Markus February 26, 2013 at 09:07 PM
"Exactly which communities with strong property values have poor schools and which areas where houses are cheap have good schools, Markus?" You're suggesting that "good" schools result in high property values. I would argue the inverse is true. Affluence will always have a positive affect due to more financial resources and parental involvement. Allow parents to opt out of the system (that means taking their dollars with them) and you'd see for profit or private schools pop up all over the place. St. Croix Prep is still a public school. The fact that it's wildly popular would suggest people are desperate for alternatives. That being said St. Croix Prep is hardly a panacea.
Keith O. February 26, 2013 at 09:51 PM
I don't think that's the "logical end" for most people, Markus. You seem to build your arguments around your paranoid perception of being forced to do things by the government. I wasn't forced to take my kids to ECFE, but I certainly took advantage of the opportunity to meet and interact with other parents while my children were in their "indoctrination" sessions. Or, as ECFE called it, play time. There's nothing wrong with home schooling, but it's simply not practical for most families where both parents are forced to work (not by the government, but by their creditors). We're "addicted to the government school paradigm" of 7 to 8 hours a day because it conveniently coincides with the typical work day. By "traditional parenting model," I assume you mean the father works outside the home for financial gain and the mother stays home with the kids. I was fortunate enough to be home with four kids until they were old enough for school. And I would disagree that parents who choose to stay home and raise their children get nothing. I think the experience and the memories are priceless. If we subsidize anything, we should subsidize professionals who specialize in educating our children and guiding them through a broad range of experiences they could never get at home or on the Internet. Oh yeah, we already do that.

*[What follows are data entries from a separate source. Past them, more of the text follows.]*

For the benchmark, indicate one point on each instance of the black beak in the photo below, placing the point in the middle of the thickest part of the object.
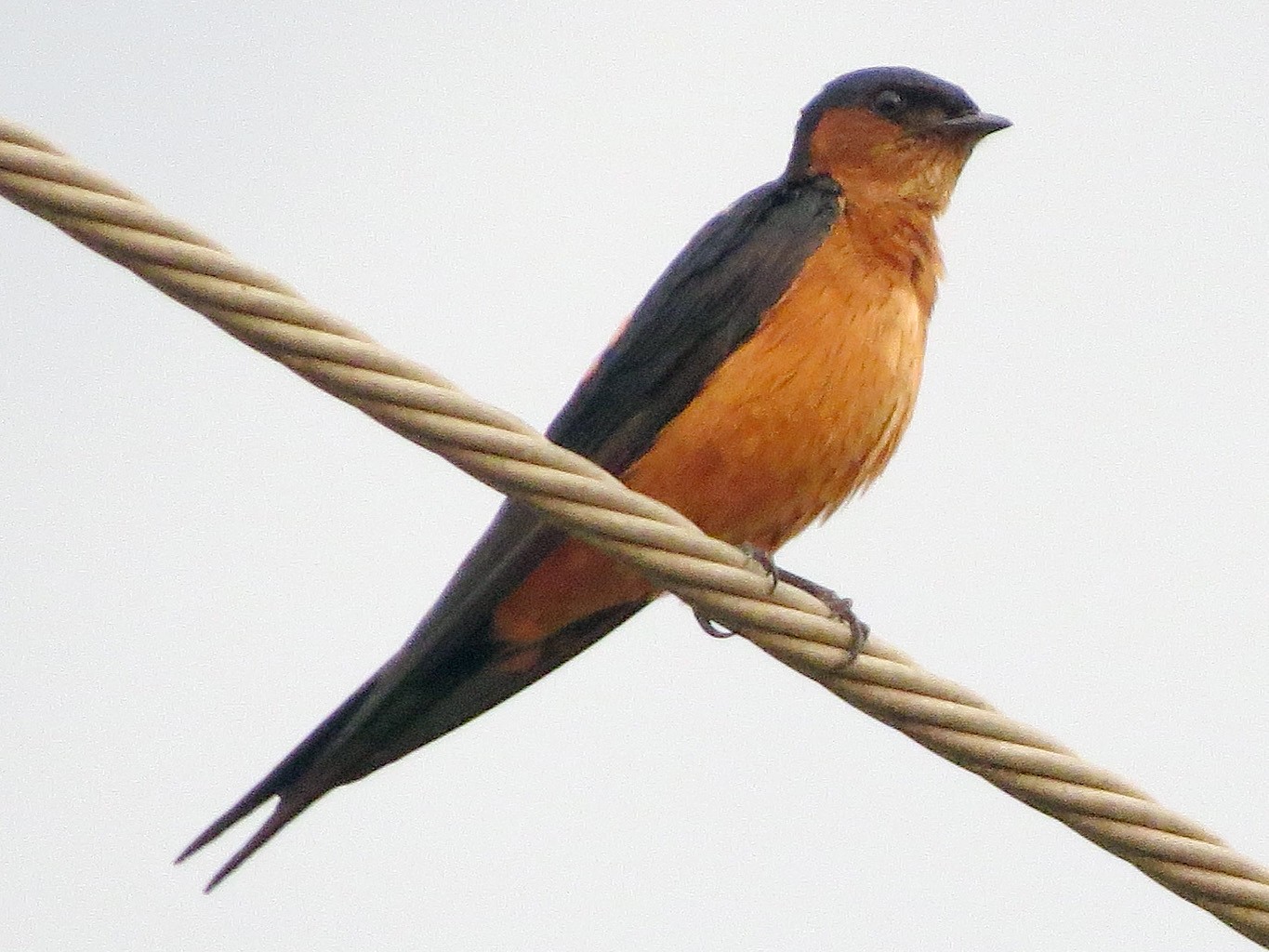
(972, 126)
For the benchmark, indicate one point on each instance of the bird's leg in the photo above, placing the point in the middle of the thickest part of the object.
(841, 608)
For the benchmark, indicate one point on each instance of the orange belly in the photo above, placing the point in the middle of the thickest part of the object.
(803, 414)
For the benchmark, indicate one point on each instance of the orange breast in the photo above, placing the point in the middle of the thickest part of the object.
(803, 414)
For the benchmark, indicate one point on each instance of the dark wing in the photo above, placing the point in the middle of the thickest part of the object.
(708, 301)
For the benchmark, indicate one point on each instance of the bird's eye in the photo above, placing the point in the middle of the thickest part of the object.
(889, 103)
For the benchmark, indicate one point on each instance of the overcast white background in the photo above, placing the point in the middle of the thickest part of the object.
(201, 555)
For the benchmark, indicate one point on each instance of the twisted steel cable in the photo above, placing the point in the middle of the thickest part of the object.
(719, 580)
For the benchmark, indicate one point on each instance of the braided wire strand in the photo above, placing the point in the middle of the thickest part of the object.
(712, 576)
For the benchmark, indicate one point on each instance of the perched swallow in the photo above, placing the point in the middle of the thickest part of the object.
(765, 378)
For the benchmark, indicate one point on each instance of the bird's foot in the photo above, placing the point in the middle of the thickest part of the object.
(841, 608)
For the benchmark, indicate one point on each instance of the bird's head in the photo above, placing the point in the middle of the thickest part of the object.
(890, 134)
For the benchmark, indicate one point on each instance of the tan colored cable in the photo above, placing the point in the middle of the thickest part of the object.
(715, 577)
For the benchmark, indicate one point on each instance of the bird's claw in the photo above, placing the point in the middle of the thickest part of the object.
(711, 628)
(840, 608)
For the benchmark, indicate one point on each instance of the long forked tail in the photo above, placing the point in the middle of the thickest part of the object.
(282, 782)
(416, 697)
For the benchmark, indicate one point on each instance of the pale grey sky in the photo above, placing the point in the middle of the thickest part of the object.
(202, 555)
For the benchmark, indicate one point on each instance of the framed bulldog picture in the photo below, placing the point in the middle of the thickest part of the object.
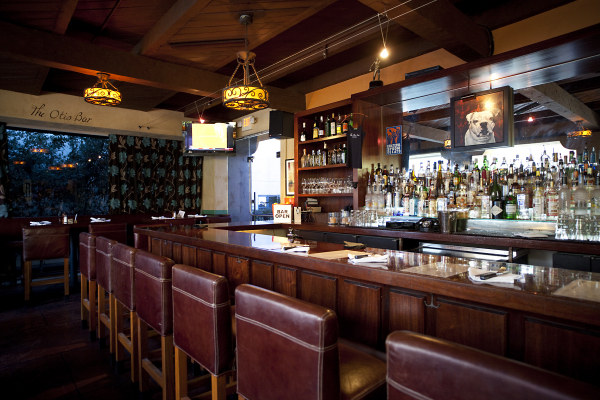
(482, 120)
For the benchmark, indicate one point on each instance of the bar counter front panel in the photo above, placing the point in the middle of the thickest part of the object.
(527, 321)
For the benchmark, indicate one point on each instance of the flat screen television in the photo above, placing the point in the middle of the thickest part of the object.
(206, 139)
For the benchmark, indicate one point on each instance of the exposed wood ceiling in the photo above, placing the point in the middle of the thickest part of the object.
(58, 46)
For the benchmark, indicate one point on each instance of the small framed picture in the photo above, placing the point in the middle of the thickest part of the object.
(482, 120)
(289, 177)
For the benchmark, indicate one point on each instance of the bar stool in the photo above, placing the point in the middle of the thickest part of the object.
(104, 273)
(45, 243)
(124, 290)
(114, 231)
(288, 349)
(423, 367)
(87, 265)
(153, 299)
(202, 329)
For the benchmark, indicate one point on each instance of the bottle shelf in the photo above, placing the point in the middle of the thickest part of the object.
(322, 139)
(325, 167)
(326, 195)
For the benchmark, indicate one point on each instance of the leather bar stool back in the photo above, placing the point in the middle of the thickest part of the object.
(87, 265)
(153, 300)
(423, 367)
(288, 349)
(104, 273)
(202, 328)
(114, 231)
(45, 243)
(124, 289)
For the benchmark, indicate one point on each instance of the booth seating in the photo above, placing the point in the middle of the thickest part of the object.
(109, 230)
(202, 329)
(153, 300)
(423, 367)
(45, 243)
(124, 290)
(104, 278)
(288, 349)
(87, 263)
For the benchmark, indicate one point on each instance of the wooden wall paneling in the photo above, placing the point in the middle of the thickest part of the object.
(406, 311)
(359, 312)
(564, 349)
(481, 328)
(177, 258)
(238, 272)
(286, 280)
(188, 255)
(156, 247)
(261, 274)
(204, 259)
(219, 264)
(318, 289)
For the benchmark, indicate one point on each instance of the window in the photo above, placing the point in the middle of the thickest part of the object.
(51, 173)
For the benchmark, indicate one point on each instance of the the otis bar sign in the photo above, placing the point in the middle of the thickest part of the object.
(41, 112)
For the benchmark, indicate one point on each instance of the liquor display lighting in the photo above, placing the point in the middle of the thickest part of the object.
(103, 93)
(246, 96)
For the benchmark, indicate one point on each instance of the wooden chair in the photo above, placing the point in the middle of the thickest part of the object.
(153, 300)
(202, 330)
(104, 273)
(87, 265)
(423, 367)
(45, 243)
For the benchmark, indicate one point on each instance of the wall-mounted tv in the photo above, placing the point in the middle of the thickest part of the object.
(206, 139)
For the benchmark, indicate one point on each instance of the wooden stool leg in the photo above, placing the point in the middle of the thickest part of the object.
(219, 387)
(135, 361)
(27, 279)
(66, 272)
(168, 367)
(180, 374)
(85, 315)
(142, 354)
(118, 328)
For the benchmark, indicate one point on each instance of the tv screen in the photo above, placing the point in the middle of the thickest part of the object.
(209, 138)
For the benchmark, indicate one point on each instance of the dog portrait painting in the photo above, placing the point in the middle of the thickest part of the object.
(481, 120)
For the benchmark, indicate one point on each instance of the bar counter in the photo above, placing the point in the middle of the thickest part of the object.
(550, 318)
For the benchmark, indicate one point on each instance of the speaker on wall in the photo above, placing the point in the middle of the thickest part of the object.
(281, 125)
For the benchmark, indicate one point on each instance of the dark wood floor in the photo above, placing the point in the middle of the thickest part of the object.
(44, 353)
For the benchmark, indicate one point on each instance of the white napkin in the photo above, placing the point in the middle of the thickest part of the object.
(371, 259)
(504, 278)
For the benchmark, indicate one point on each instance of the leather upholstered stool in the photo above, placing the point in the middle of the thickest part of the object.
(114, 231)
(288, 349)
(104, 273)
(124, 290)
(202, 329)
(45, 243)
(87, 265)
(424, 367)
(153, 300)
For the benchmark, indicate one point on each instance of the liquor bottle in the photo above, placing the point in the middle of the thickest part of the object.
(496, 197)
(303, 135)
(552, 202)
(332, 126)
(510, 208)
(321, 128)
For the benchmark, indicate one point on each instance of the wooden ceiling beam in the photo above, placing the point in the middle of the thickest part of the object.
(555, 98)
(440, 23)
(173, 20)
(61, 52)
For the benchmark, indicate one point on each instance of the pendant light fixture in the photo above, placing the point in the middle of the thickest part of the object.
(246, 96)
(103, 93)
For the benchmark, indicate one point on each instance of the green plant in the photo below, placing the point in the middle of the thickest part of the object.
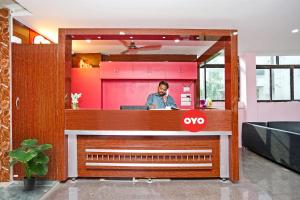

tax payer March 01, 2013 at 05:46 PM
Looks like no need for a levy - Yahoo................... Minnesota deficit forecast shrinks: St. Paul Pioneer Press 3-1-2013... The forecast was especially good news for schools. It projects a $295 million fund balance in Minnesota's treasury at the end of the current fiscal year June 30. State law requires $290 million of that money go to pay off part of the $1.1 billion the state owes schools in delayed payments.